Monday, 2 January 2012

Belloc on the Mass


As I mentioned in my last post, I'm reading Belloc's The Path to Rome, which is full of wonderful purple passages. Here, for example, is what he has to say about "a day one has opened by Mass ... [which is] a source of continual comfort to me".



"This comfort I ascribe to four causes ... and these causes are:


1. That for half-an-hour just at the opening of the day you are silent
and recollected, and have to put off cares, interests, and passions in
the repetition of a familiar action. This must certainly be a great
benefit to the body and give it tone.

2. That the Mass is a careful and rapid ritual. Now it is the function
of all ritual (as we see in games, social arrangements and so forth)
to relieve the mind by so much of responsibility and initiative and to
catch you up (as it were) into itself, leading your life for you
during the time it lasts. In this way you experience a singular
repose, after which fallowness I am sure one is fitter for action and
judgement.

3. That the surroundings incline you to good and reasonable thoughts,
and for the moment deaden the rasp and jar of that busy wickedness
which both working in one's self and received from others is the true
source of all human miseries. Thus the time spent at Mass is like a
short repose in a deep and well-built library, into which no sounds
come and where you feel yourself secure against the outer world.

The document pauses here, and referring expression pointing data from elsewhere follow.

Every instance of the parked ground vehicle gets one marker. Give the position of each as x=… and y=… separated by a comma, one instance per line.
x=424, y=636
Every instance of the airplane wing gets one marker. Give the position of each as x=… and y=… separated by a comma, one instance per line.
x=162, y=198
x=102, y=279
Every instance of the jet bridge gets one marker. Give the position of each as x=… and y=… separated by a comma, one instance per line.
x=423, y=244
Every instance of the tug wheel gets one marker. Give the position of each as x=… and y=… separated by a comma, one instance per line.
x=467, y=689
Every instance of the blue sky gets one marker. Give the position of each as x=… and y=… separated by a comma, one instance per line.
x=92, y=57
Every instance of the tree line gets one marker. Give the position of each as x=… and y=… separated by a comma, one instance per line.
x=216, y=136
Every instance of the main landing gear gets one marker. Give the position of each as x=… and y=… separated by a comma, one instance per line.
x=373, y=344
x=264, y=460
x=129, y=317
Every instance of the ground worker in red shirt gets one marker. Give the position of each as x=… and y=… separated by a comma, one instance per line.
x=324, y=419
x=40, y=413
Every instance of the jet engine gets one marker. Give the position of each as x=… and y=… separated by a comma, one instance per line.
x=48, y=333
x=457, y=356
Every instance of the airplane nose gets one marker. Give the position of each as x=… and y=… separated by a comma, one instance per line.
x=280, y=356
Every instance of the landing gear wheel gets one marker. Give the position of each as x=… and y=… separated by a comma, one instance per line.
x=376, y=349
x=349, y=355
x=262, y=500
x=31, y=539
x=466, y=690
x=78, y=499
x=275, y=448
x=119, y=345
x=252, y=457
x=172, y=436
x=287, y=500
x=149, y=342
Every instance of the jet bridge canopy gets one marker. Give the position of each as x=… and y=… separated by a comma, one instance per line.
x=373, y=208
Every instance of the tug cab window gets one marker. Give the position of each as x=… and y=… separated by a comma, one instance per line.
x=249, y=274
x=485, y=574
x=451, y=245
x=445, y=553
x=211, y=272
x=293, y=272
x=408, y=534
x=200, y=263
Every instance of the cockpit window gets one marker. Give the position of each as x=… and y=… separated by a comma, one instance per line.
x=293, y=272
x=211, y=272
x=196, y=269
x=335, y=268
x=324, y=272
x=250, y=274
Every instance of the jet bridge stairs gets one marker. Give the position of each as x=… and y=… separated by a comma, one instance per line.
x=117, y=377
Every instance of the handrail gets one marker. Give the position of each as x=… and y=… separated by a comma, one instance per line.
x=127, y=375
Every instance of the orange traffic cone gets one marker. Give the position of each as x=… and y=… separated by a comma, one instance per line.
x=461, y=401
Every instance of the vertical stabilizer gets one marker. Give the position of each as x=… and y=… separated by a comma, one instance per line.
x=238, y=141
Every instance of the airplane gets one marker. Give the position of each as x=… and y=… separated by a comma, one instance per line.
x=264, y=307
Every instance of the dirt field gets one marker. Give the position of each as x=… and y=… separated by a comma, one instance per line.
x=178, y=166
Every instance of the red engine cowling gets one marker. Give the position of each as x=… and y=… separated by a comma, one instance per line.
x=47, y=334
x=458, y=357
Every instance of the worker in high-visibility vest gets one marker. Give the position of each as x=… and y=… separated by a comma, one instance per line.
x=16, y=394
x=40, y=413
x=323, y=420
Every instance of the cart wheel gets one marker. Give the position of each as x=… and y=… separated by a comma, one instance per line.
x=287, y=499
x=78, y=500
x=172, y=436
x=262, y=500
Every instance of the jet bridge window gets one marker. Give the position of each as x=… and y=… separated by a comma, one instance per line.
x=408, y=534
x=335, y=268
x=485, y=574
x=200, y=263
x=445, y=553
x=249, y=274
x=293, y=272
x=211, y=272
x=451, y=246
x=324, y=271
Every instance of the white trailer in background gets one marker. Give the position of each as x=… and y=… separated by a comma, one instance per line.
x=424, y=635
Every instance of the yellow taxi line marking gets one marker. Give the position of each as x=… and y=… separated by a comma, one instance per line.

4. And the most important cause of this feeling of satisfaction is
that you are doing what the human race has done for thousands upon
thousands upon thousands of years. This is a matter of such moment
that I am astonished people hear of it so little. Whatever is buried
right into our blood from immemorial habit that we must be certain to
do if we are to be fairly happy (of course no grown man or woman can
really be very happy for long--but I mean reasonably happy), and, what
is more important, decent and secure of our souls. Thus one should
from time to time hunt animals, or at the very least shoot at a mark;
one should always drink some kind of fermented liquor with one's
food--and especially deeply upon great feast-days; one should go on
the water from time to time; and one should dance on occasions; and
one should sing in chorus. For all these things man has done since God
put him into a garden and his eyes first became troubled with a soul.
Similarly some teacher or ranter or other, whose name I forget, said
lately one very wise thing at least, which was that every man should
do a little work with his hands.

Oh! what good philosophy this is, and how much better it would be if
rich people, instead of raining the influence of their rank and
spending their money on leagues for this or that exceptional thing,
were to spend it in converting the middle-class to ordinary living and
to the tradition of the race. Indeed, if I had power for some thirty
years I would see to it that people should be allowed to follow their
inbred instincts in these matters, and should hunt, drink, sing,
dance, sail, and dig; and those that would not should be compelled by
force.

Now in the morning Mass you do all that the race needs to do and has
done for all these ages where religion was concerned; there you have
the sacred and separate Enclosure, the Altar, the Priest in his
Vestments, the set ritual, the ancient and hierarchic tongue, and all
that your nature cries out for in the matter of worship."


Later on, he describes going to Mass on the feast of Corpus Christi and comments approvingly that "the Mass was low and short - they are a Christian people". 


I don't want to draw any facile conclusions but it seems that, for Belloc, "the sacred and separate Enclosure, the Altar, the Priest in his Vestments, the set ritual, the ancient and hierarchic tongue" were not incompatible with the "low and short". For him the Mass could be both "careful" and "rapid".


But all this is to see Belloc with early 21st Century eyes. What really mattered then, as it matters now, was the Mass itself and its "continual comfort".